22. Let it be assumed, however, for the sake of argument, that the Regulation is not an answer to this suit. Their Lordships would, nevertheless, be of opinion that the appellant has failed to make out his case, or to establish the second of the issues settled in the suit.
23. He comes into Court under a very heavy burthen of proof. He comes to set aside settlements made with a full knowledge of the facts without fraud, and by way of compromise of a disputed right. The boundary line of Mr. Dampier has at least settled the general outline of the Sunderbuns, and shows that, if the appellant''s case be true, his zamindari must have made a very extraordinary indentation into that tract of country. The decision as to the 12,000 bigas is final as to them, but as to nothing more; and even as to part of them the Special Commissioner expressed a doubt whether they had not been gained by encroachment on the Sunderbuns.

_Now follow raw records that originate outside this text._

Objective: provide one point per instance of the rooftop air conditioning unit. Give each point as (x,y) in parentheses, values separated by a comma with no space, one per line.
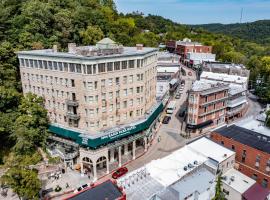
(190,165)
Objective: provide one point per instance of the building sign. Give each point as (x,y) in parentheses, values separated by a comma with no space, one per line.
(117,134)
(85,140)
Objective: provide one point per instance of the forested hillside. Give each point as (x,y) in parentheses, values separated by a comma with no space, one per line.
(38,24)
(258,31)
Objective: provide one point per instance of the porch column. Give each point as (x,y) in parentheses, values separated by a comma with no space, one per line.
(107,165)
(145,144)
(95,171)
(111,155)
(134,150)
(119,156)
(126,149)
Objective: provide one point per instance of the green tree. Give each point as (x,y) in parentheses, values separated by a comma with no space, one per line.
(219,195)
(24,182)
(91,35)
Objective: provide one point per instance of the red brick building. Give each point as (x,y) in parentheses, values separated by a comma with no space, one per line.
(252,151)
(207,103)
(186,46)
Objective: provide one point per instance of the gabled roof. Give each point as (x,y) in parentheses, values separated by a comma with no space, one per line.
(106,41)
(246,136)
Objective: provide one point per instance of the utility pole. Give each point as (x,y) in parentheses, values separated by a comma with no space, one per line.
(241,16)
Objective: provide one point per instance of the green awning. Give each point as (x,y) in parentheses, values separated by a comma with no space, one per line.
(86,140)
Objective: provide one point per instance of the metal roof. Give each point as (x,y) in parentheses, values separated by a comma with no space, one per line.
(246,136)
(106,190)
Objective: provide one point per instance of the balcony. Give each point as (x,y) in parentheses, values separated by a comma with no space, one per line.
(73,116)
(211,111)
(237,101)
(74,103)
(203,104)
(234,111)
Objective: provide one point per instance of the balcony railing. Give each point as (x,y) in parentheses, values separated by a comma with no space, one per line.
(237,102)
(234,111)
(213,101)
(73,116)
(72,102)
(211,111)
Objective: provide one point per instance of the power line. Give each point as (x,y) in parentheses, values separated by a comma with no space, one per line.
(241,16)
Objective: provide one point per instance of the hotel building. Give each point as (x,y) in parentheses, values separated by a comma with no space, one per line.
(101,97)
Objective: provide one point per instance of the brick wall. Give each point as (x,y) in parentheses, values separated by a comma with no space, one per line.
(248,166)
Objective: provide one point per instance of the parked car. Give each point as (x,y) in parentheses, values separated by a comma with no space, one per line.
(81,188)
(177,96)
(166,119)
(182,113)
(119,172)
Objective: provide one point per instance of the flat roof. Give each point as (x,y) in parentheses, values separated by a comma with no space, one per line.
(256,192)
(224,77)
(106,190)
(201,85)
(237,180)
(200,181)
(246,137)
(227,65)
(211,149)
(170,169)
(253,124)
(168,69)
(127,51)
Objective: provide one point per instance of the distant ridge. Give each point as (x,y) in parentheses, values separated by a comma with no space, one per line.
(258,31)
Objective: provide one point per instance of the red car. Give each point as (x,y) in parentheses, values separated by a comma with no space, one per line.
(119,172)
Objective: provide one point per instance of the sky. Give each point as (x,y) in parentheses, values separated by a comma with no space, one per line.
(200,11)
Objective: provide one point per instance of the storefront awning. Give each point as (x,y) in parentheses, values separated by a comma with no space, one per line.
(201,125)
(91,141)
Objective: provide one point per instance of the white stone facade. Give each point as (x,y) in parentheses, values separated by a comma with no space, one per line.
(92,93)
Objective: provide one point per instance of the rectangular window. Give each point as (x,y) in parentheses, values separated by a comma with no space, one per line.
(125,79)
(94,69)
(124,64)
(78,68)
(138,63)
(101,68)
(131,91)
(35,64)
(109,66)
(131,78)
(27,63)
(110,80)
(131,64)
(71,67)
(89,69)
(117,65)
(66,67)
(60,66)
(110,95)
(72,83)
(125,92)
(117,80)
(31,63)
(55,66)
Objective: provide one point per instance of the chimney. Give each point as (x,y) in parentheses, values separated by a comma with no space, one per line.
(139,46)
(72,48)
(54,48)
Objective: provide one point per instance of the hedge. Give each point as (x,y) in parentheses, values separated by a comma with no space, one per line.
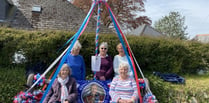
(152,54)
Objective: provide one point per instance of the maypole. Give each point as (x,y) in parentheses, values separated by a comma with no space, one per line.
(81,29)
(119,32)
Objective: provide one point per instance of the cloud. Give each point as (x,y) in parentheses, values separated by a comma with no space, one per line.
(195,12)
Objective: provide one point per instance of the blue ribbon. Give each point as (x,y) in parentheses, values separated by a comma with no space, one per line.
(66,54)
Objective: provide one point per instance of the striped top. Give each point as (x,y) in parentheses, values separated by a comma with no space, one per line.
(124,89)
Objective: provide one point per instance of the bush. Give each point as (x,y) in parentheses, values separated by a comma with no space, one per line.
(153,54)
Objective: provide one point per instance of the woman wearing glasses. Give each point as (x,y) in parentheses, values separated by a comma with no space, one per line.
(106,67)
(120,58)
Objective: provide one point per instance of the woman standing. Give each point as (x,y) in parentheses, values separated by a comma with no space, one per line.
(76,62)
(120,58)
(106,68)
(123,87)
(63,89)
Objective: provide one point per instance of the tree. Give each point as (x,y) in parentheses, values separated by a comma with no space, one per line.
(125,12)
(172,26)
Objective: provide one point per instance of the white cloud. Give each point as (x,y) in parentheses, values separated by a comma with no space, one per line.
(195,12)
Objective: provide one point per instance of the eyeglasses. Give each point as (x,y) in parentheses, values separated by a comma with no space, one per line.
(104,48)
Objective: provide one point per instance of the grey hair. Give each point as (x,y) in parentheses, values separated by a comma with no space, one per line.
(122,65)
(77,45)
(103,44)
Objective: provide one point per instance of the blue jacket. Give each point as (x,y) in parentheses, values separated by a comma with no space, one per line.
(77,65)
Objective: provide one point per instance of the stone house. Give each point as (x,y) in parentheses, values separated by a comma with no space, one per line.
(45,14)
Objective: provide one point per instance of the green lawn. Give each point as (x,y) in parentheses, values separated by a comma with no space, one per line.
(12,79)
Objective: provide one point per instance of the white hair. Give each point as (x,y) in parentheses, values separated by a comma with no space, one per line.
(122,65)
(103,44)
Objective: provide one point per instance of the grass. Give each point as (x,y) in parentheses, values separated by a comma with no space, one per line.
(12,79)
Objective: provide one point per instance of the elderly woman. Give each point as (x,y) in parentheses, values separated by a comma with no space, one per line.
(76,62)
(120,58)
(63,89)
(94,96)
(106,67)
(123,87)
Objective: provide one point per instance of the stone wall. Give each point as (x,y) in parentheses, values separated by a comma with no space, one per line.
(55,15)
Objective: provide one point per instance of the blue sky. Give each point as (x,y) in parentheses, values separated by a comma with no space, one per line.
(196,13)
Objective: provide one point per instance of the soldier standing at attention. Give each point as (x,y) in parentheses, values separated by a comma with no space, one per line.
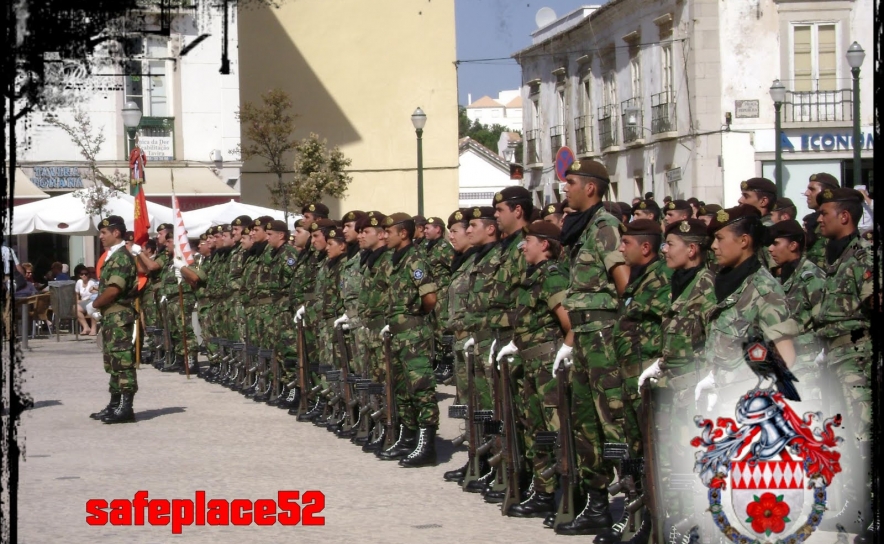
(843,323)
(116,289)
(412,297)
(816,242)
(598,275)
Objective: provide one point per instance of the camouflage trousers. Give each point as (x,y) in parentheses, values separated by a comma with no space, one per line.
(118,351)
(596,404)
(539,401)
(416,401)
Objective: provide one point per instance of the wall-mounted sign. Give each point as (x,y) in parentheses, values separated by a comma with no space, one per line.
(746,109)
(157,148)
(56,178)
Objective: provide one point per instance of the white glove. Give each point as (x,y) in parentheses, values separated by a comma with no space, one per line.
(652,371)
(563,356)
(509,349)
(706,383)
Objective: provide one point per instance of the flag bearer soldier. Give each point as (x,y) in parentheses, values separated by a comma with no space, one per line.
(598,275)
(116,291)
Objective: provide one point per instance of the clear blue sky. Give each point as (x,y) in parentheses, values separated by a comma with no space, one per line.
(493,29)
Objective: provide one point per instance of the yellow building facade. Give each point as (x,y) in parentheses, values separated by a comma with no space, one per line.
(356,71)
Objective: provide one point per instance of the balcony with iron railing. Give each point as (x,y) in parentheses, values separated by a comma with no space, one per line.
(818,106)
(555,137)
(532,147)
(663,113)
(632,131)
(583,132)
(607,126)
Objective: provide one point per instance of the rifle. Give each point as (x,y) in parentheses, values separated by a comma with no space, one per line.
(651,492)
(346,395)
(511,454)
(390,423)
(183,328)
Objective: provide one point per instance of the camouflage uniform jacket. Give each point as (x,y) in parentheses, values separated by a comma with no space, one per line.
(684,324)
(439,255)
(756,310)
(458,290)
(510,273)
(595,254)
(845,307)
(351,281)
(538,295)
(375,282)
(804,291)
(409,280)
(637,332)
(119,270)
(329,303)
(477,303)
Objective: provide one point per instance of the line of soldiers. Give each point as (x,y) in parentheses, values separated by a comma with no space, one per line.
(582,338)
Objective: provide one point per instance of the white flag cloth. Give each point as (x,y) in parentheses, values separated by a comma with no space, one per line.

The appellant is claiming not only cultivated land, but many thousand bigas of jungle, in the face of the strong presumption that jungle in that locality was not included in the settlement of his zamindari.
24. To these presumptions what evidence has he to oppose? Certain vague admissions of his title made by one Collector in 1805 and 1807, and by another Collector in 1812 (the latter only being in a suit), upon the application of a third party for the potta of some lands, of which the precise position is not accurately determined, and which (if any) were at most but a very small part of the lands now in dispute. Besides these, there is the jamabandi of 1826, which, at first sight, is a more important piece of evidence. But of that document it is to be observed that, even if it goes the length of supporting the appellant''s present case to its full extent (which, as regards lot 221, it hardly does), it was prepared by the Court of Wards in the interest of its minor ward; and that its value, as an admission by a Government officer, is destroyed by the fact that more than a year before the date (26th December 1826) which it bears, Government had commenced the suit for the resumption of the 12,000 bigas, which included even the lands now admitted to belong to the settled Mauzas. Their Lordships, therefore, think that the Zilla Court was wrong in holding that the appellant had proved, as a matter of fact, that the lands in question were part of his settled estate. Mr. Field has, however, contended that he is at least entitled to succeed as to the 5,524 bigas. Their Lordships, as they have before stated, believe them to be included in the settlement; and they consider that, rightly or wrongly, this parcel of land has been finally decided to be part of the settled zamindari. They conceive, however, that no decree can be made respecting it in this suit. The settlement in which it is included, was entered into with full knowledge that it was so included, and by way of compromise. It may be that its inclusion in the settlement was part of the compromise, and a consideration for more favourable terms of settlement. For these reasons, their Lordships think that it is impossible to give in this suit any particular relief concerning it. Upon the whole, then, their Lordships have come to the conclusion that the decree of the High Court dismissing the appellant''s suit should be affirmed; and they will humbly recommend Her Majesty to dismiss this appeal with costs.